Somut olaya gelince; mahkemece açıklanan şekilde fiili çalışmanın varlığının yöntemince araştırılmadan sonuca gidildiği ortadadır. Gerçekten ifadesi hükme dayanak alınan davacı tanıklarından M.. Ö..’ün davalı işyerinin kayıtlı işçisi olup, işyerinde 2002/1., 2003/1,2,3. dönemleri ile 2004/1. dönemleri arasında ve 2004/5. ayında sigortalı olduğu, dinlenen diğer tanık N.. Ö..’nin bordrolu tanık olmadığı anlaşılmakla mahkemece salt davacı tanık beyanları ile yazılı şekilde sonuca gidilmiş olması hatalıdır.

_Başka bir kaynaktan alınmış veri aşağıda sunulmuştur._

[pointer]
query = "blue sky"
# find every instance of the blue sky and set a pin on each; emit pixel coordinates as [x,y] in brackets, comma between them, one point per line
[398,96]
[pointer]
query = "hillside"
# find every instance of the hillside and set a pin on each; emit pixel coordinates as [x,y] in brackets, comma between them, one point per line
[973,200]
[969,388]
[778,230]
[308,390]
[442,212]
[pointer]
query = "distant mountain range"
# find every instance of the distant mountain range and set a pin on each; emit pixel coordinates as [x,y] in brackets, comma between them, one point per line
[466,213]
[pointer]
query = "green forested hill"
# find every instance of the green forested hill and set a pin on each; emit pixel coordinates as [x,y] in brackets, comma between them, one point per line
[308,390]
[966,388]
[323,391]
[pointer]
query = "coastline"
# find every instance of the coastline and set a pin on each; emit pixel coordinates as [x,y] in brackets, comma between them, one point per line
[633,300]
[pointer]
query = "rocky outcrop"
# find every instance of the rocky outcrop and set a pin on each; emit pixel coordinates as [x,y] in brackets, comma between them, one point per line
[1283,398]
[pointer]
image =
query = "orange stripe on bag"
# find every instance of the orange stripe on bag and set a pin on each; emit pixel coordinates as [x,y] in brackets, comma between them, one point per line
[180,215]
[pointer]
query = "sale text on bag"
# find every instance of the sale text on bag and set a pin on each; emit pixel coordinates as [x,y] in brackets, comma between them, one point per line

Yapılacak iş; davacının tespitini talep ettiği dönemi kapsayan süreler içerisinde dönem bordrolarında adı geçen sair sigortalı kaydı yer alan çalışanları tanık olarak dinlemek, ayrıca bu tanıkların adresleri tespit edilemediği ya da beyanları ile yetinilmediği takdirde, davanın kamu düzenini ilgilendirdiği de dikkate alınarak araştırma genişletilip bu dönemlerde çalışması bulunan komşu işyeri işverenleri ve bu işverenler tarafından çalışmaları Kurum’a bildirilen kimseler ile benzer işi yapan işyerlerinin kayıtlara geçmiş çalışanları zabıta ve kurum kayıtları marifetiyle belirlenip beyanlarına başvurularak tüm deliller birlikte değerlendirilmek suretiyle çıkacak sonuca göre bir karar vermektir.
Mahkemece, bu maddi ve hukuki olgular göz önünde tutulmaksızın eksik inceleme ve araştırma ile yazılı şekilde hüküm kurulması usul ve yasaya aykırı olup bozma nedenidir.
O halde davalı Kurum vekilinin bu yönleri amaçlayan temyiz itirazları kabul edilmeli ve hüküm bozulmalıdır.
SONUÇ: Hükmün yukarıda açıklanan nedenlerle BOZULMASINA, 08/09/2014 gününde oybirliğiyle karar verildi.